The newly created certificate template appears.

Now that this new certificate template has been created and auto-enrollment has been enabled for it, right-click "New -> Certificate Template to Issue" on "Certificate Templates".

Select the new certificate template created (in our case : User v2) and click OK.

The new certificate template to be issued appears.

3. Enable certificate auto-enrollment for your servers and computers

To enable certificate auto-enrollment for your servers and computers, you must open the "Group Policy Management" console of your Active Directory domain controller.
Then, go to "Domains -> [your AD domain name] -> Group Policy Objects and right-click "Edit" on the "Default Domain Policy" GPO to modify the group policy applied to all your computers, servers and users.

Go to "Computer Configuration -> Policies -> Windows Settings -> Security Settings -> Public Key Policies" and double click on the "Certificate Services Client - Auto-Enrollment" policy.

As you can see, this Group Policy (GPO) is not configured by default.

Select "Configuration Model : Enabled" to enable certificate auto-enrollment and check the 2 boxes :

Renew expired certificates, update pending certificates, and remove revoked certificates
Update certificates that use certificate templates : allows you to update certificates by auto-enrolling from a new certificate template that would replace the old one (if any).

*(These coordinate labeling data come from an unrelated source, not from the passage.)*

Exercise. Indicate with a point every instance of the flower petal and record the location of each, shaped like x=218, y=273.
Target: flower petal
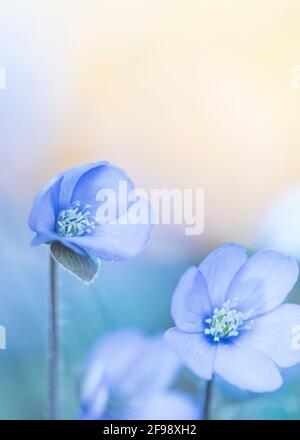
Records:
x=277, y=334
x=104, y=176
x=263, y=282
x=115, y=354
x=219, y=268
x=43, y=214
x=70, y=180
x=194, y=350
x=144, y=378
x=190, y=302
x=246, y=368
x=114, y=241
x=168, y=406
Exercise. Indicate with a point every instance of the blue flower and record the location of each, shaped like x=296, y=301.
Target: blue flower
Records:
x=230, y=320
x=127, y=377
x=65, y=212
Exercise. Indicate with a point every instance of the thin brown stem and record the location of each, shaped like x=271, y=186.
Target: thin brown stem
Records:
x=207, y=400
x=53, y=343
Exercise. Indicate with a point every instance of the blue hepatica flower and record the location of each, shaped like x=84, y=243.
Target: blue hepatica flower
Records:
x=230, y=319
x=66, y=212
x=128, y=376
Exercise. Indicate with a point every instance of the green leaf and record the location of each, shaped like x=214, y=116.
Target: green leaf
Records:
x=84, y=267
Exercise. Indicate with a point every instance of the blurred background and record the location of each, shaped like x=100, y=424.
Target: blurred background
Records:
x=179, y=93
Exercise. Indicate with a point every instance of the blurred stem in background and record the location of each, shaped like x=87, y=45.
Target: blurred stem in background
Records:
x=53, y=343
x=207, y=399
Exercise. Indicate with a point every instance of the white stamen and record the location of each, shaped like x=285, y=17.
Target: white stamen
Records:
x=227, y=322
x=72, y=222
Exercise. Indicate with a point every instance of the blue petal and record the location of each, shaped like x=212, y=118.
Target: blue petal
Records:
x=277, y=334
x=219, y=267
x=116, y=354
x=190, y=302
x=129, y=361
x=103, y=176
x=70, y=180
x=263, y=282
x=168, y=406
x=114, y=241
x=43, y=214
x=246, y=368
x=95, y=394
x=145, y=378
x=194, y=350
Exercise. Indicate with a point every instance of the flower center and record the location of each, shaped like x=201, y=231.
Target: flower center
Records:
x=227, y=321
x=73, y=221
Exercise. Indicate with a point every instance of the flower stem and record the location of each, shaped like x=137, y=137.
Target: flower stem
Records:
x=207, y=400
x=53, y=343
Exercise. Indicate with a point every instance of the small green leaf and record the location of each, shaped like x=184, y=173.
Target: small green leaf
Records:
x=84, y=267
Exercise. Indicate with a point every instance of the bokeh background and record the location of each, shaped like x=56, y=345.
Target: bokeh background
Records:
x=181, y=94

As you can see, thanks to this group policy, the certificates for your computers and servers will be automatically enrolled (issued), renewed, deleted (for those revoked), updated if you have created a new certificate template replacing the old (if any).

You can also log the expiration events of these certificates and display an expiration notification when the validity period of the certificate concerned becomes less than 10%.

Finally, the "Additional stores ..." option allows you to enable notifications for additional certificate stores.

In order for a certificate to be automatically enrolled (following the activation of the policy above) for each of your servers and computers, you must specify the certificate template to be used.
To do this, go to "Computer Configuration -> Policies -> Windows Settings -> Security Settings -> Public Key Policies" and right-click "New -> Automatic Certificate Request" on "Automatic Certificate Request Settings".

The Automatic Certificate Request Setup Wizard appears.

In this wizard, select the certificate template to use to enroll certificates for your computers or servers, and then click Next.
For the example, we will use the "Computer" certificate template.

Note that the "Computer" certificate template is present by default when you install an enterprise certification authority on Windows Server and that this certificate template is part, by default, of the certificate templates to be issued.

The previously selected certificate template appears at the end of the wizard.
Click Finish.

If you go into the "Automatic Certificate Request Settings" folder, you will see the name of the certificate template to use appear.
In our case, the "Computer" certificate template.